A few terms are also common in typography or are encountered in web development.

  • Padding-left/right/top/bottom is a floating point number, which specifies the padding of a text cell, that's, how much space is between the cell's text and the cell's left and right sides, respectively.
  • Inset is the size of the element's borders. It specifies the space that an element must leave at its edges. In some editor cells, it corresponds to the so-called padding of the editor cell.
  • The baseline is the line upon which most letters sit (other explanation ⧉).
  • Ascent is the recommended distance above the baseline for a single-spaced text (other explanation ⧉).
  • Descent is the recommended distance below the baseline for a single-spaced text (other explanation ⧉).
  • A gap is a space between cells in a collection. There's a left and right gap. The punctuation properties ⧉ influence it.

This graphic from explains some tree structure terminology:



The class EditorComponent implements the MPS editor. A few similar classes/interfaces exist: jetbrains.mps.openapi.editor.EditorComponent ⧉ is the interface that provides the API for interacting with the editor component. jetbrains.mps.nodeEditor.EditorComponent contains the actual implementation. It has some subclasses where only jetbrains.mps.editor.HeadlessEditorComponent ⧉ is interesting. Use this editor component in the headless mode. Create instances of this editor component to render the node tree as a projection-specific text, render the node tree as a picture, and call some editor-specific actions, for example, substitute and other use cases (source ⧉).

When you initialize an editor component, you can provide an editor configuration ⧉. The property notifies informs the editor component to send out EditorComponentCreateListener ⧉ notifications. The property is set to true for MPS IDE editors and the inspector and false for other scenarios. Some languages in MPS Extensions ⧉ need this flag to be true to activate the languages.

The editor component extends JComponent, has antialiasing enabled, and has a left margin of 15 pixels and a top margin of 10 pixels. The gap between the content and the scrollbars is 15 pixels. The editor contains objects of type EditorCell ⧉, arranged in a tree structure. You can right-click in the editor and select Language DebugShow Cell in Explorer to show the currently selected cell in the cell explorer tool. The editor component is responsible for the editor's content and interacts with the type-checking thread, the highlighter (left highlighter column but also the message gutter on the right side).

Left Highlighter

The left editor highlighter contains the buttons for folding editor cells and other buttons such as implements interface and overrides method. Two different ways of adding new information to the highlighter exist:

  1. Add a new checker to the highlighter (example ⧉). The checker can only contribute an icon and a tooltip to the main column.
  2. Add a new column (example ⧉). It's more difficult to implement, but you can fully customize the column.

left highlighter


As the name already implies, the class updates the editor. It registers dependencies between nodes, registers big cells, updates child cells, and can return attributed cells. It also gives access to the EditorCellFactory through getCellFactory(). It can be accessed through Updater.getCurrentUpdateSession. Read the JavaDoc ⧉ to understand how dependencies in the editor work.


The editor context provides access to editor-related objects like the editor component, editor component state, selection manager, context assistant manager, and editor panel manager.

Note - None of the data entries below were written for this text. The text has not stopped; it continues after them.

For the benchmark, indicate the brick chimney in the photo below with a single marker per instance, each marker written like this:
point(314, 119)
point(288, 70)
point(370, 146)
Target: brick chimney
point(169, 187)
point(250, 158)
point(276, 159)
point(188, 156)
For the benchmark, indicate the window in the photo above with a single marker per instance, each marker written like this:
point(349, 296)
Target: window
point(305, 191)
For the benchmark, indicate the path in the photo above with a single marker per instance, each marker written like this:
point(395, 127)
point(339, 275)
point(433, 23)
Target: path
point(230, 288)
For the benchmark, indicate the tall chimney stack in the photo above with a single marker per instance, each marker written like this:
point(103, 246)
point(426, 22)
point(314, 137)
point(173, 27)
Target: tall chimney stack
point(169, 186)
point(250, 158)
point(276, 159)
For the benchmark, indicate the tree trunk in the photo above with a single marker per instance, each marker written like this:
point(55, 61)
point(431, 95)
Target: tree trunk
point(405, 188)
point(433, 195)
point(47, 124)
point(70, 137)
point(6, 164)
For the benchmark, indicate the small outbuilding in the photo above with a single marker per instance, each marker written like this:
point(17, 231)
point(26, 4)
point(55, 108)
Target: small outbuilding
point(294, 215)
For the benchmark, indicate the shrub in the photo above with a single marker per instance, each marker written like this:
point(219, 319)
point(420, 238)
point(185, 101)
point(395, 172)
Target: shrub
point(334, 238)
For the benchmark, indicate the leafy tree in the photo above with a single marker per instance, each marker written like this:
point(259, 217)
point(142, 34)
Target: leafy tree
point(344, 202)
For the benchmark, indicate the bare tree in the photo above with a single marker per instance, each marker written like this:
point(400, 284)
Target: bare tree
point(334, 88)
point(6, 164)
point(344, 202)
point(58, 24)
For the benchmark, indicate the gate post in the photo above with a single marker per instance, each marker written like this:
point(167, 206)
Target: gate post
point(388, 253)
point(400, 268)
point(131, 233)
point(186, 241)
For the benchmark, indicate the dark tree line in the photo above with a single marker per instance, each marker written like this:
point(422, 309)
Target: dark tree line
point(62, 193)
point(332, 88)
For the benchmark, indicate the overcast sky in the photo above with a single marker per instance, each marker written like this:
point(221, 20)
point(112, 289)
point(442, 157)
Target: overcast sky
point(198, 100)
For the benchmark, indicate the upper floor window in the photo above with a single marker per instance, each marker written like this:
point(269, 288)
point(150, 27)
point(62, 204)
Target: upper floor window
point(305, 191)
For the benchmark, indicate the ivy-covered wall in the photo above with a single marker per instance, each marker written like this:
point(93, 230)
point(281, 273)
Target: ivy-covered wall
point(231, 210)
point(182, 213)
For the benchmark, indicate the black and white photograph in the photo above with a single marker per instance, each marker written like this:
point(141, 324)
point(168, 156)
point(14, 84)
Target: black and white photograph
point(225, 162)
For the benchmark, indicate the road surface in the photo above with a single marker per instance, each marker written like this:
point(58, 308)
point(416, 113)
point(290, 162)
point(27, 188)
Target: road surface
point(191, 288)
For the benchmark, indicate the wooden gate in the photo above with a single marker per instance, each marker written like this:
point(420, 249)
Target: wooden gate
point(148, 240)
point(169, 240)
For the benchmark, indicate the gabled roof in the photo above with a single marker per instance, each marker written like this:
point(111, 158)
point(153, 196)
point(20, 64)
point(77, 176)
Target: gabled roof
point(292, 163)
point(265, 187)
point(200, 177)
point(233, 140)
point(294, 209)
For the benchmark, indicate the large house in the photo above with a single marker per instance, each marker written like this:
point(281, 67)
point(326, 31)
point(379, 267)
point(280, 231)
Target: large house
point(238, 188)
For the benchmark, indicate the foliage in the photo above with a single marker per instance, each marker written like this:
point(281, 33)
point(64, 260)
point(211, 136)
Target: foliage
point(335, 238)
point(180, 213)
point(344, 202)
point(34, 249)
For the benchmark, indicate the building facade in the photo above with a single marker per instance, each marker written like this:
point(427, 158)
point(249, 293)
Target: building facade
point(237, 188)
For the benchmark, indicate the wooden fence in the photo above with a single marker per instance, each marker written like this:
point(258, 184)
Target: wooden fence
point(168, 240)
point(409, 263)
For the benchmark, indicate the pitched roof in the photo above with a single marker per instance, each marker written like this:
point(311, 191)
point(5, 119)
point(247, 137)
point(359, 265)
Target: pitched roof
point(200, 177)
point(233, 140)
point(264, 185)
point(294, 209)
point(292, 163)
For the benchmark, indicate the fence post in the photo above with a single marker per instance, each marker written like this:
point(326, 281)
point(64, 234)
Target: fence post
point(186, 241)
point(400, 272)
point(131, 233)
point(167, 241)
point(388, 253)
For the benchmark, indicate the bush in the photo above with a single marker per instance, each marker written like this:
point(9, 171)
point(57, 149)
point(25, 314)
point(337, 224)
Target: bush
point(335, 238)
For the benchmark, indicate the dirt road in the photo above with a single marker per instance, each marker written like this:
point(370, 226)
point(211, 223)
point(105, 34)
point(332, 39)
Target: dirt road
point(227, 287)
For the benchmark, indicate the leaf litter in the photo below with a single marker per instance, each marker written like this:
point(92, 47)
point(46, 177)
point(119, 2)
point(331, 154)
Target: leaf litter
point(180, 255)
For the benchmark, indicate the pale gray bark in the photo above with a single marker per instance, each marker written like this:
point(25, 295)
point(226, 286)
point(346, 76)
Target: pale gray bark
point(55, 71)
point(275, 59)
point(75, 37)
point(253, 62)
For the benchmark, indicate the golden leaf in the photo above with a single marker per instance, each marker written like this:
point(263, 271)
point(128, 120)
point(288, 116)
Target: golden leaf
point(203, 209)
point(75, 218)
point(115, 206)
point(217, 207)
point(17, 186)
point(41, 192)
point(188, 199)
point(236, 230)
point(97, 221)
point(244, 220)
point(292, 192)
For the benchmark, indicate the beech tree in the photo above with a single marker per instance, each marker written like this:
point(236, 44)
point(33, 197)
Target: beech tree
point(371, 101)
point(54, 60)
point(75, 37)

The EditorContext gets destroyed when the editor is laid out again and can serve as a key in an editor cache.

  • getRepository(): returns an object of type SRepository
  • getSelectedNode(): returns the currently selected node in the editor
  • selectWRTFocusPolicy sets the focus for a cell or node based on its focus policy defined in the attracts focus item in the common section in the editor's inspector (wrt stands for with respect to).
  • select: selects the node in the editor
  • getSelectedCell(): returns the selected cell in the editor component
  • flushEvents(): processes all pending model events, such as property changes and adding/removing children. This method is called at the start of the selectX methods, and sometimes you have to call it when not all changes to the model are visible.
  • getContextCell(): returns the cell of runWithContextCell or the current select cell
  • getSelectionManager(): returns the class that's responsible for handling editor selections
  • getEditorPanelManager(): returns a class that can open MPS editors for nodes through openEditor(node)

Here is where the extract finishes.